What if your AI could run lightning fast on your phone without draining the battery?
Why Model optimization (pruning, quantization) in Computer Vision? - Purpose & Use Cases
Imagine you have a huge photo album on your phone, and you want to quickly find pictures of your friends. But your phone is slow and the album is cluttered with thousands of photos, many blurry or duplicates. Searching manually takes forever and drains your battery.
Manually sorting or searching through large image collections is slow and tiring. It wastes time and phone power. Similarly, big AI models are heavy and slow, making them hard to run on small devices or in real time. This leads to delays and poor user experience.
Model optimization techniques like pruning and quantization trim down the AI model by removing unnecessary parts and simplifying data. This makes the model smaller, faster, and less power hungry, just like cleaning your photo album to find pictures faster.

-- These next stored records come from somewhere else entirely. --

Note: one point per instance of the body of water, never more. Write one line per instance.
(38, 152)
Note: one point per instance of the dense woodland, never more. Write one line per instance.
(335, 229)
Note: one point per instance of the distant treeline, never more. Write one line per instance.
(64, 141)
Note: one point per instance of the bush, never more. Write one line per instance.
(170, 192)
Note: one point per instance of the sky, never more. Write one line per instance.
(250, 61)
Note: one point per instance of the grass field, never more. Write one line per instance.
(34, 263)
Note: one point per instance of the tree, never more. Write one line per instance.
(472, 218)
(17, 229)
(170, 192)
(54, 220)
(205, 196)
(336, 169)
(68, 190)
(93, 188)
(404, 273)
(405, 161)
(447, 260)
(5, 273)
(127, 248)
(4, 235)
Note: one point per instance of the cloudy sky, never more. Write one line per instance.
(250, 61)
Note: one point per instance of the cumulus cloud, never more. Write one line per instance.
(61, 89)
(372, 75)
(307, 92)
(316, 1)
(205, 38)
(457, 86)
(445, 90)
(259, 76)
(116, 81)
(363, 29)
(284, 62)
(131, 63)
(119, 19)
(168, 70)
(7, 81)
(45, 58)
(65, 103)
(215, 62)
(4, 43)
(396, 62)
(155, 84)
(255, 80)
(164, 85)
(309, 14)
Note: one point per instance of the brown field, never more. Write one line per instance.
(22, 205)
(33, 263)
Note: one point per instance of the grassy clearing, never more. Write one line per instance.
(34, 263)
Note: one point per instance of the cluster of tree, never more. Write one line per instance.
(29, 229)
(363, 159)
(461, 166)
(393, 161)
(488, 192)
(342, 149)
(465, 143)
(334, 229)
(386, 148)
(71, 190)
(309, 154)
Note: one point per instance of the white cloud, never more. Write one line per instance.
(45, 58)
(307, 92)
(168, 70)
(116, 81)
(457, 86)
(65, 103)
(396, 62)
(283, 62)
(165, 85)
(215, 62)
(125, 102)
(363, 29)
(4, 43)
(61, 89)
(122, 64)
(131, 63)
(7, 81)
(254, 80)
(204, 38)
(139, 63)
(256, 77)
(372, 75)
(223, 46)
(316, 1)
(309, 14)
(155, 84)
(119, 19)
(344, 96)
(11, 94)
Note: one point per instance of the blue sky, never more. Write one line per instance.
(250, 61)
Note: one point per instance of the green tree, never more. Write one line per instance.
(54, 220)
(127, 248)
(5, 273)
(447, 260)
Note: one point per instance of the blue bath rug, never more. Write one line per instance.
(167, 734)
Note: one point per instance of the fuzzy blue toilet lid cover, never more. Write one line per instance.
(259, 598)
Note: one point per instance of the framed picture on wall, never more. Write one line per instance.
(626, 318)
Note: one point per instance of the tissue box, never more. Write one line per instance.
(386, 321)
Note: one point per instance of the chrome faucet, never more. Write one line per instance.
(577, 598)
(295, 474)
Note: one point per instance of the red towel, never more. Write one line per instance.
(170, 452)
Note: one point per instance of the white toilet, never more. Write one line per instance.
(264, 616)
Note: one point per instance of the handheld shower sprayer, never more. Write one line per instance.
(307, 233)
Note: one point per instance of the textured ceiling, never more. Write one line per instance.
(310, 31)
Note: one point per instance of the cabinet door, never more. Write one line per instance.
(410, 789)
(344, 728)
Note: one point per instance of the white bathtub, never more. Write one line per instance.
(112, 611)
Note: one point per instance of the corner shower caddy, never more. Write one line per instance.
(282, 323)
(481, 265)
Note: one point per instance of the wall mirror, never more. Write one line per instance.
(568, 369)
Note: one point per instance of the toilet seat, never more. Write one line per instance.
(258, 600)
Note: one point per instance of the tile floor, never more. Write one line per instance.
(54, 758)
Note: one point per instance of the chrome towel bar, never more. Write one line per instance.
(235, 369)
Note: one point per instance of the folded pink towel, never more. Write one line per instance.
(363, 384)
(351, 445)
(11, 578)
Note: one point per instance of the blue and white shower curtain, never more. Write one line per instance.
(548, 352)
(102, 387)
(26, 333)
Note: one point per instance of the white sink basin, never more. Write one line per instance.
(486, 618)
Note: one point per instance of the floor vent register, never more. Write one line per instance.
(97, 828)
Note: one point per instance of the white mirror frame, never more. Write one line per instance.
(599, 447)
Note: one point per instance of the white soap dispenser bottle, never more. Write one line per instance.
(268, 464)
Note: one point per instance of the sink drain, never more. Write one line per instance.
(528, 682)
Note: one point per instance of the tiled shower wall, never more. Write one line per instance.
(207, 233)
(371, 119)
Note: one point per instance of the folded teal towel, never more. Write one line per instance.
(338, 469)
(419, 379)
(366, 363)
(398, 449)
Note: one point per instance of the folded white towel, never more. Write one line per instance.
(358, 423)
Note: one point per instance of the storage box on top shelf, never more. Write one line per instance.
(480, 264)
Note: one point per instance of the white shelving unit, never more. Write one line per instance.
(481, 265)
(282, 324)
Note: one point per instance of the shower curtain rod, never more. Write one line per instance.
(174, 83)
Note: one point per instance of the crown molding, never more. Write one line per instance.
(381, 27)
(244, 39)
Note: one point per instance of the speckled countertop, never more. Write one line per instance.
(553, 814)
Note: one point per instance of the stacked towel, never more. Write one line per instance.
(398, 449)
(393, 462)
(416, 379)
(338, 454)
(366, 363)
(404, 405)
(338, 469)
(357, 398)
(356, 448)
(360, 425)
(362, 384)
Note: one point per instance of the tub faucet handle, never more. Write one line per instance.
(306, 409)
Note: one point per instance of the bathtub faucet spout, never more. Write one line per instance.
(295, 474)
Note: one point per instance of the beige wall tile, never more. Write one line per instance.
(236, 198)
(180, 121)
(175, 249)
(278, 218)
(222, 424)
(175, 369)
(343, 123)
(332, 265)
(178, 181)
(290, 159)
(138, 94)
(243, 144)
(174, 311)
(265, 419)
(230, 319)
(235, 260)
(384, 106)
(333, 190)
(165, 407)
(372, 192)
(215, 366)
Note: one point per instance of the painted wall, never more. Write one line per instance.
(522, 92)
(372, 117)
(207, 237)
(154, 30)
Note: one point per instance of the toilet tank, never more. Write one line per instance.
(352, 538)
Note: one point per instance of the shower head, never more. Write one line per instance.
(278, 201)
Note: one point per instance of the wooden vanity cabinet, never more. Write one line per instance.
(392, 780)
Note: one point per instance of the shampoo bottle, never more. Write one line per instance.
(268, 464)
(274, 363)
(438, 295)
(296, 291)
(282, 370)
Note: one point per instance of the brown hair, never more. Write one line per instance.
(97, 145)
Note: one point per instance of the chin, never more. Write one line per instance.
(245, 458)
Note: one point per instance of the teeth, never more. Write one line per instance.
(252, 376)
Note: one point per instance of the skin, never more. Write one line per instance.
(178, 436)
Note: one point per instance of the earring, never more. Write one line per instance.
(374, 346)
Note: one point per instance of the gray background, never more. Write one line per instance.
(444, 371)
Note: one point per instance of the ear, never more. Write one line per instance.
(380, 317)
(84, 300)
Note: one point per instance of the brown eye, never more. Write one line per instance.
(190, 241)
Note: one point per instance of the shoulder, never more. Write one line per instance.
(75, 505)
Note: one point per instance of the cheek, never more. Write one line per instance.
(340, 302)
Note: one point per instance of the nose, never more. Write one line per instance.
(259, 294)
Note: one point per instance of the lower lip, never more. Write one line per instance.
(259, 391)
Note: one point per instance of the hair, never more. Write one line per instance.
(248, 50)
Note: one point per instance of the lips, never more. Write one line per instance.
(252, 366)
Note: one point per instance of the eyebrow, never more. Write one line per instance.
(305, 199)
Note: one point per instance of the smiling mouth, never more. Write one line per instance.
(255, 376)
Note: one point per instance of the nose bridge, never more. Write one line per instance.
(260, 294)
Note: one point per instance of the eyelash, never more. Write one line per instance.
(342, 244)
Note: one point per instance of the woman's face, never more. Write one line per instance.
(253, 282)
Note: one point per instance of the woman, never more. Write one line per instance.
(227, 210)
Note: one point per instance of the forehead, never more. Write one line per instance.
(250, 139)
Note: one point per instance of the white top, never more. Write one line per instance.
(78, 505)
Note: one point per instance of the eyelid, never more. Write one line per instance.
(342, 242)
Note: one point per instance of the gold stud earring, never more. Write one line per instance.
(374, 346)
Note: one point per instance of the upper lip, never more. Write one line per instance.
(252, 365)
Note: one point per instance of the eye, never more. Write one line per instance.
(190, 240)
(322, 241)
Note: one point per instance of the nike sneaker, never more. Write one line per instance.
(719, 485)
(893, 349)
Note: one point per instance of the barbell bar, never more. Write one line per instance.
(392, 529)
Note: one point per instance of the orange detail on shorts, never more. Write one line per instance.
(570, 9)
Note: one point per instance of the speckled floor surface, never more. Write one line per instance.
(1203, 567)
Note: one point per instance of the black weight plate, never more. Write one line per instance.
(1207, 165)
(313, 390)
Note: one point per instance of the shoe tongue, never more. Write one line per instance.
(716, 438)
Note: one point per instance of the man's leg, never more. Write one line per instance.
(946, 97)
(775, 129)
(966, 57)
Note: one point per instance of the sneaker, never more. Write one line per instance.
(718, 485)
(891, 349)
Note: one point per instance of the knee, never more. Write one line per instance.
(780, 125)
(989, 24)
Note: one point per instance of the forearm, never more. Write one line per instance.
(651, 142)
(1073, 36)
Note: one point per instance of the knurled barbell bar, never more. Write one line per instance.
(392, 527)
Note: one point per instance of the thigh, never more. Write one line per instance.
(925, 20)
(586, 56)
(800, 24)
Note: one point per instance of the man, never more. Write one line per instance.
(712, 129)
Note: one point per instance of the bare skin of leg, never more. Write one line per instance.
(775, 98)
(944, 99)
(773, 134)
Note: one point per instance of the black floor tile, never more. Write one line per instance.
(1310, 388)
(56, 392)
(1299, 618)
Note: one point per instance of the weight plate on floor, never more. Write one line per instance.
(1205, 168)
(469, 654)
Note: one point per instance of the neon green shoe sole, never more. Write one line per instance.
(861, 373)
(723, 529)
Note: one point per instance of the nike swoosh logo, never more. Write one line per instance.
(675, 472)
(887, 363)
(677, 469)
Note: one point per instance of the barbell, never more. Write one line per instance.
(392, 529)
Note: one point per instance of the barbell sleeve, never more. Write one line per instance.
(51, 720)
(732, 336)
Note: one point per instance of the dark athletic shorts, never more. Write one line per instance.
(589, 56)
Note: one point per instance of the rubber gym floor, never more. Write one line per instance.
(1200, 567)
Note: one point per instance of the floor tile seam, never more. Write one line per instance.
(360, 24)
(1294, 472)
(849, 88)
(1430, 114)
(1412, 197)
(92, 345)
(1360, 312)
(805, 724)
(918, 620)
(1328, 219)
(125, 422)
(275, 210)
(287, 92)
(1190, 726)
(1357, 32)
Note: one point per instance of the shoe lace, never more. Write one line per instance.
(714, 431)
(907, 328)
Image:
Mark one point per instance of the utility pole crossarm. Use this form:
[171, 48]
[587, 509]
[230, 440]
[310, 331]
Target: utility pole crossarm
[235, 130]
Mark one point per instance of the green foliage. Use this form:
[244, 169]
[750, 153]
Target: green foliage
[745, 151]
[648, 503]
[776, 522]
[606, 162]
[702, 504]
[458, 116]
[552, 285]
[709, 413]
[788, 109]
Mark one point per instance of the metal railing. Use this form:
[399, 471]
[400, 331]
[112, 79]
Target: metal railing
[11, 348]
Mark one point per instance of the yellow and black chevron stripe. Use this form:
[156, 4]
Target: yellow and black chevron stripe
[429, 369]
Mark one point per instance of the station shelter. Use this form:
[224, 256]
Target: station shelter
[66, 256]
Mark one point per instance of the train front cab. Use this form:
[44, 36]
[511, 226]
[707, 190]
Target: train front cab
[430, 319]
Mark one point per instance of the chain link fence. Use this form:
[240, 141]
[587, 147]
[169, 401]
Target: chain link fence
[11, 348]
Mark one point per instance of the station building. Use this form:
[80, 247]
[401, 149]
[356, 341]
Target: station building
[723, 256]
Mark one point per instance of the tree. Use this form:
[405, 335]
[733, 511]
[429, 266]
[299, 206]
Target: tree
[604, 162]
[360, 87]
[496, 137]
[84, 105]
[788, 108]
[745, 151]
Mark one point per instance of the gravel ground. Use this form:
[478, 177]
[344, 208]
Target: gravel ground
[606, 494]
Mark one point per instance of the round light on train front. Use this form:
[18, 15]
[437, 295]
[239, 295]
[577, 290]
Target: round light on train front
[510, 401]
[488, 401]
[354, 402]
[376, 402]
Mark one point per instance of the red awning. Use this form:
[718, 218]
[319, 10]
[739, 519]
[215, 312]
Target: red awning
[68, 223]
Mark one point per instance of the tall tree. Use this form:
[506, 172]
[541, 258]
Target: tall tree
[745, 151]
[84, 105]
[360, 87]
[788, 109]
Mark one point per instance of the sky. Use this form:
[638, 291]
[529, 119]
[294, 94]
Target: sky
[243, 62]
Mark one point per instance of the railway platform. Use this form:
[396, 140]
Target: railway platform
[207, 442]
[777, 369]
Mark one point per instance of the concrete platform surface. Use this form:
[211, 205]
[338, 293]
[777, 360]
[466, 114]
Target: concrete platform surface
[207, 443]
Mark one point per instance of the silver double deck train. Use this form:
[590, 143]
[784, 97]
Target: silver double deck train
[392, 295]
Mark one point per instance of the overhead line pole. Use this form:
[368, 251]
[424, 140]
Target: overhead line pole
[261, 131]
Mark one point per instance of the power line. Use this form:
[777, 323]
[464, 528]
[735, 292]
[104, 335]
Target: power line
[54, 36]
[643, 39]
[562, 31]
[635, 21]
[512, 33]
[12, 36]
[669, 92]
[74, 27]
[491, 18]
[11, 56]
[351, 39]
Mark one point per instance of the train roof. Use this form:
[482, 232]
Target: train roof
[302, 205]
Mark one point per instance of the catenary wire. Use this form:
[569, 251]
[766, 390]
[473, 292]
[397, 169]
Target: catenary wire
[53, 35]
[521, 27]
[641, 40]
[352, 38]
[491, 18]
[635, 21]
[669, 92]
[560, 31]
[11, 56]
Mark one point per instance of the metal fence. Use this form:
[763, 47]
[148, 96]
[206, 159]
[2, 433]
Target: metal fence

model = load_large_model() predictions = model.predict(images)
pruned_model = prune_model(model) quantized_model = quantize_model(pruned_model) predictions = quantized_model.predict(images)
Optimized models can run quickly and efficiently on small devices, enabling real-time AI applications everywhere.
Smartphones use optimized models to instantly recognize faces in photos without needing internet, saving time and battery.
Manual large models are slow and resource-heavy.
Pruning removes unneeded parts; quantization simplifies data.
Optimization makes AI faster and lighter for real-world use.